Jamie Strandboge jamie at canonical.com
Fri May 18 16:21:51 UTC 2012


On Fri, 2012-05-18 at 10:58 -0500, Jamie Strandboge wrote:
> Hi Kate,
> 
> I took an action item at UDS to discuss with the release team the timing
> of the EOL notices. Because we are currently backporting the kernel (and
> eventually X stack) to earlier releases, the timing of the EOL notice
> has an effect on the support for people running an LTS with backported
> kernel/X packages.
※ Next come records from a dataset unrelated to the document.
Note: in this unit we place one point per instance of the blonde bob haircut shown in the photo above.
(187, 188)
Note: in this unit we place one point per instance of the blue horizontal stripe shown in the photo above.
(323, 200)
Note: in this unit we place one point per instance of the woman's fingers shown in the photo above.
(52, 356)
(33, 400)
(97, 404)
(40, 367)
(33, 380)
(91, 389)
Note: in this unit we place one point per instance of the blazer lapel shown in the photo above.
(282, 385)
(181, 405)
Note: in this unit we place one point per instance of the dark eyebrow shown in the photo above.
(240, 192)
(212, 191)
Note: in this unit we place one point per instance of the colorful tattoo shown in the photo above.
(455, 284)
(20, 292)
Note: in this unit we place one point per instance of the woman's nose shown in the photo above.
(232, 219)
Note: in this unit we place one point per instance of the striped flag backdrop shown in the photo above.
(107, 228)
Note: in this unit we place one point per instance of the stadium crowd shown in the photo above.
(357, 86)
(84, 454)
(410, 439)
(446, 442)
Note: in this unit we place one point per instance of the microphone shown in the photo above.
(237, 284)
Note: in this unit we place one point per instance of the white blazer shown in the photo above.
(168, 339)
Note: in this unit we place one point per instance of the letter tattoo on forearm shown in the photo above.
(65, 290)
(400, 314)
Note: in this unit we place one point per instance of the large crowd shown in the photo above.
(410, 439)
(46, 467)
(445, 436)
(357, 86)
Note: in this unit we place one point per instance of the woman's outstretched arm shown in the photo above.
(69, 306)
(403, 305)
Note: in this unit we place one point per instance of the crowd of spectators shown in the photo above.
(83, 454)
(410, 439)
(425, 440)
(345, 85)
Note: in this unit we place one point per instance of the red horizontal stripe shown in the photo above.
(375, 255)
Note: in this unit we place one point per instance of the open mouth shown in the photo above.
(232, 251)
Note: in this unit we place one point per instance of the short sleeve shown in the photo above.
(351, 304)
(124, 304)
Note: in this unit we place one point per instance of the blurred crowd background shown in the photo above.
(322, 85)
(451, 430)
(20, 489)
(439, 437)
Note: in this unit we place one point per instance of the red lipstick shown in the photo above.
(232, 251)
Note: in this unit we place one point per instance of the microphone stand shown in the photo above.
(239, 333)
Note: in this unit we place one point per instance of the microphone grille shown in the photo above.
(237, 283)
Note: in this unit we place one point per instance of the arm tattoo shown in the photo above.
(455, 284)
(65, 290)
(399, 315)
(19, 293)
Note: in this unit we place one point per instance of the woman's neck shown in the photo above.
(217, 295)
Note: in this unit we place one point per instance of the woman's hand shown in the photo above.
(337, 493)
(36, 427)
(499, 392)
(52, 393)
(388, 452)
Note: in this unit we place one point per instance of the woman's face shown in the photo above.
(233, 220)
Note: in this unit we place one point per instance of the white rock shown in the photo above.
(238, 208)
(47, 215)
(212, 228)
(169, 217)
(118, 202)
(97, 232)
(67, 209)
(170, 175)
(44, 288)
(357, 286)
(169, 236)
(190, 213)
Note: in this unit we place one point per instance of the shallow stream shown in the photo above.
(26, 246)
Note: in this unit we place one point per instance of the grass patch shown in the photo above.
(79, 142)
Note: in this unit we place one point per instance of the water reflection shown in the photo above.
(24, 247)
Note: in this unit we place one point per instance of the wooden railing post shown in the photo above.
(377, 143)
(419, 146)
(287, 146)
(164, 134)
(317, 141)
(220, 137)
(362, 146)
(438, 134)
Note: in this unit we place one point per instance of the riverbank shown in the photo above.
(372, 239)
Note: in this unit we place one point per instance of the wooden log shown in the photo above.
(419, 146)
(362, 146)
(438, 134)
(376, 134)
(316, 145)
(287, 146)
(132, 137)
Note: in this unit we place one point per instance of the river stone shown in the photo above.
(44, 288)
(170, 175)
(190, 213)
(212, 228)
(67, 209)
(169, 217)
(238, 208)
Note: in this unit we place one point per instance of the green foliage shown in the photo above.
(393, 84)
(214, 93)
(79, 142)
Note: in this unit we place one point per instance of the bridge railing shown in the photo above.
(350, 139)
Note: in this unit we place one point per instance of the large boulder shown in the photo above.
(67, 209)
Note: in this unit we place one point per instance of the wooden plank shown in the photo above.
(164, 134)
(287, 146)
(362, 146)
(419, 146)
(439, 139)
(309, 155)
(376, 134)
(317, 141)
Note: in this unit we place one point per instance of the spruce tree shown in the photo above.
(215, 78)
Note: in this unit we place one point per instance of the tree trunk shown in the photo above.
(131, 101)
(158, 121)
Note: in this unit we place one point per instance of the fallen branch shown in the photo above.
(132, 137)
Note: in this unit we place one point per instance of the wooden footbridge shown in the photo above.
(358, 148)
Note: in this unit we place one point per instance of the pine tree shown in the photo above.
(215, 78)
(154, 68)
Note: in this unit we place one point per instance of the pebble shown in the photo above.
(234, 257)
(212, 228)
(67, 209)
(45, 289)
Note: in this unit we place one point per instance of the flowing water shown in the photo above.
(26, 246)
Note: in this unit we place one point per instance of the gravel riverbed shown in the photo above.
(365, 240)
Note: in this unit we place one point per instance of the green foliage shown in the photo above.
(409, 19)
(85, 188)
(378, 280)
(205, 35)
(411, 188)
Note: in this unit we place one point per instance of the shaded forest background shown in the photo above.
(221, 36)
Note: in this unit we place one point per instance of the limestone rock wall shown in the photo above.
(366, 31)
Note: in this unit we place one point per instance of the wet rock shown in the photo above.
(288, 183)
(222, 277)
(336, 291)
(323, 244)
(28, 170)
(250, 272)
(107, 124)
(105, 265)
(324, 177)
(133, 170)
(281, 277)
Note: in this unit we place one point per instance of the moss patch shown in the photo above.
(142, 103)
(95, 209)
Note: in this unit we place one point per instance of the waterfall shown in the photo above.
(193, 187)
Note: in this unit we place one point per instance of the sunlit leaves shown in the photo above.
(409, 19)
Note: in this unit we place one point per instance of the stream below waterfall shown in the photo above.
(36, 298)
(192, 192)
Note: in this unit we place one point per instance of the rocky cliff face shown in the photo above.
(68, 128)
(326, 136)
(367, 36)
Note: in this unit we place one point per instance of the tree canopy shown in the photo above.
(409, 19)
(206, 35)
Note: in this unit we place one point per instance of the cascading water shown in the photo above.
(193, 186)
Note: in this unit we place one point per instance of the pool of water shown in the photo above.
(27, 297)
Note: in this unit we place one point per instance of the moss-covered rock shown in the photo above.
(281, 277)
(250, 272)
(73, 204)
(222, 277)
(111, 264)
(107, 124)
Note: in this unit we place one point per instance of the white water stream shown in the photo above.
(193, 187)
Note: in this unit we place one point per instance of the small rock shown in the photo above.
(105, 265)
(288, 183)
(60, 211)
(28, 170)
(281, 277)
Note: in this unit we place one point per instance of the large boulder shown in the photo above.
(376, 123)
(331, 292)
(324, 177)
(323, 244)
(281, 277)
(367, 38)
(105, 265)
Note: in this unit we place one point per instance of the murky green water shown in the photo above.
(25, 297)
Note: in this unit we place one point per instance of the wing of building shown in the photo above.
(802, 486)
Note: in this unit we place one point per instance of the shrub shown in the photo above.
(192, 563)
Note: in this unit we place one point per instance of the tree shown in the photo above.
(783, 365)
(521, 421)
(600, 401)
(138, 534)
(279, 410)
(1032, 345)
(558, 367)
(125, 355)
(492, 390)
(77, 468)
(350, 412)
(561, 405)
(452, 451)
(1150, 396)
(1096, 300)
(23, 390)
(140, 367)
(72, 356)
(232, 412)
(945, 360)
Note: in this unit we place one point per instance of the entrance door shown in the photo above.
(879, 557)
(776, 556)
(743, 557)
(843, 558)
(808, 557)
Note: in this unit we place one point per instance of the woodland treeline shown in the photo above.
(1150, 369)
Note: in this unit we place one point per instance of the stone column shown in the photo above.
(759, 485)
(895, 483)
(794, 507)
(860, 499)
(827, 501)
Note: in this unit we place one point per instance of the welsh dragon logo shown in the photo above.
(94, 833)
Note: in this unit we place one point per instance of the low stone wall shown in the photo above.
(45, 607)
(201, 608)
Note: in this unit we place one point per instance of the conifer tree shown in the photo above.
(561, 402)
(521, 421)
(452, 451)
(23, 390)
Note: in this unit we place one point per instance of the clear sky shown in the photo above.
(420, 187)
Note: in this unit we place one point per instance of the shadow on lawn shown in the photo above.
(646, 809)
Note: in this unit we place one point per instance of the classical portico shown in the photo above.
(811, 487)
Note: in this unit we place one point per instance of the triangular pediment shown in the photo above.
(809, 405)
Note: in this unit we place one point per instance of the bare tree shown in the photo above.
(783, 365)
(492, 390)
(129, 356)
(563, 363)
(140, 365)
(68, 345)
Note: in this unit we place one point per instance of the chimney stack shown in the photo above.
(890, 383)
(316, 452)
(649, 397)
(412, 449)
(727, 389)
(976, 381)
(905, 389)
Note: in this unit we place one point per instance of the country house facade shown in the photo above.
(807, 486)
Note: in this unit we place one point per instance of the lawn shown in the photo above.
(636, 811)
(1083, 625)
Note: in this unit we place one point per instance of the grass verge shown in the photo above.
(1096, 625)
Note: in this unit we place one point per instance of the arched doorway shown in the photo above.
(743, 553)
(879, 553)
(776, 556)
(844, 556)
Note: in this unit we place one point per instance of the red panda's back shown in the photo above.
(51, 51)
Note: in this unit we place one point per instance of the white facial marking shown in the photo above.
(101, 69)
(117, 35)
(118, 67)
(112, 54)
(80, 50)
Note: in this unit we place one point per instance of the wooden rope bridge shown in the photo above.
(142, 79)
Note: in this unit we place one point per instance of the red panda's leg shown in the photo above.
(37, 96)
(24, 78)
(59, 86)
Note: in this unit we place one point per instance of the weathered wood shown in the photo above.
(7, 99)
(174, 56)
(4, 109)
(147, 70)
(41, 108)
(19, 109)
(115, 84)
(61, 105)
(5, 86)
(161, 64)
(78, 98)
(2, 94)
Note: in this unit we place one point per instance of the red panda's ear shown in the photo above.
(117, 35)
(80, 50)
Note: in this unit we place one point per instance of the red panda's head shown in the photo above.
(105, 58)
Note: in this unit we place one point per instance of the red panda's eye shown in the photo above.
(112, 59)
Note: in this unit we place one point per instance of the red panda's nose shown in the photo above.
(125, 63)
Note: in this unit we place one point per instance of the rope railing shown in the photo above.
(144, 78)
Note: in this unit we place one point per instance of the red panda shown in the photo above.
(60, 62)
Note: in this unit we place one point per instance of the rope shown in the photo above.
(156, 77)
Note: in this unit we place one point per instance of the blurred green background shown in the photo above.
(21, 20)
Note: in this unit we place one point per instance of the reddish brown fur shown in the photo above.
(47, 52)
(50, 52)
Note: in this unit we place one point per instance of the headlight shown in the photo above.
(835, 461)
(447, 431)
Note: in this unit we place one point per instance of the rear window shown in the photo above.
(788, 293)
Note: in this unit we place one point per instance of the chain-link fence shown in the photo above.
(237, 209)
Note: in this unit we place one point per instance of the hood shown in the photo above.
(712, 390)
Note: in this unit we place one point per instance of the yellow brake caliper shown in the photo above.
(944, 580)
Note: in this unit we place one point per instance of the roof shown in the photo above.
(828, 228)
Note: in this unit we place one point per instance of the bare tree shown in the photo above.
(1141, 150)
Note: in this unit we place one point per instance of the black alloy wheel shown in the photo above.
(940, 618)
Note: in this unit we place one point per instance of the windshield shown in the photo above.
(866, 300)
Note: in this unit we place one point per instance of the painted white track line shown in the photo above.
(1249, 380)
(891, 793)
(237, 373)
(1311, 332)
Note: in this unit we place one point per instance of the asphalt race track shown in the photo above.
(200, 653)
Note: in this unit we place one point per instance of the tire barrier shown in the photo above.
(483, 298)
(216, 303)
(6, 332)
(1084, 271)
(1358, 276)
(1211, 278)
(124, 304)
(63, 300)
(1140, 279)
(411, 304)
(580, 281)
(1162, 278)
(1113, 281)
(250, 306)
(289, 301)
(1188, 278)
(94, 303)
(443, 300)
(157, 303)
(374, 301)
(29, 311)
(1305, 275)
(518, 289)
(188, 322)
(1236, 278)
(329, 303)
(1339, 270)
Because the security, kernel and desktop teams will
> stop performing security updates past the EOL, it the EOL happens
> earlier than the release day, there can be a gap in support.
> 
> A specific example: 10.10 was EOLd in early April this year. 10.04 LTS
> users with a backported maverick kernel therefore no longer received
> security updates for this kernel after the EOL announcement (naturally),
> but these users did not have a viable upgrade path to maintain security
> support. They couldn't go to 10.10 (it was just made EOL) and 12.04 LTS
> was not released yet. I suggest the EOL announcement go out on the
> Friday or Monday after release such that there is at least a day of
> overlap. This is still within the spirit of 18 months support, even if
> it is actually off be a few days.
> 

I forgot to mention (Micah pointed it out to me off-list) but had
thought about the fact that people could upgrade to the next stack, so
the 10.04 LTS users could have gone to the 11.04 backport for the time
between when 10.10 was EOL and 12.04 LTS released. However, I would
argue this is not ideal as it requires users to go through the pain of a
kernel transition prior to upgrading to the next LTS (which could
involve significant QA for enterprises) (ie 10.04 with 10.10 backport ->
10.04 with 11.04 backport -> 12.04 when all they really need it 10.04
with 10.10 backport -> 12.04). Obviously for people who want to stay on
the LTS with the backported stack, they should just go to the next one
(11.04 stack on 10.04 LTS in this example).

I might also put my 2 cents in on what an EOL arriving 'on time'
actually means. I don't know where that is defined but it seemed like it
was 2400 days (18 * 30), but this is not 18 months. I would argue that
making the EOL announcement to be the same day of the month minus one
day but 18 months later is 'on time' (eg, if 10.10 was release on Oct 26
2010, then EOL would happen on April 25 of 2012). While I actually
propose to delay a few days for overlap, I feel this is more in the
spirit of 18 months and actually closer to being 'on time'.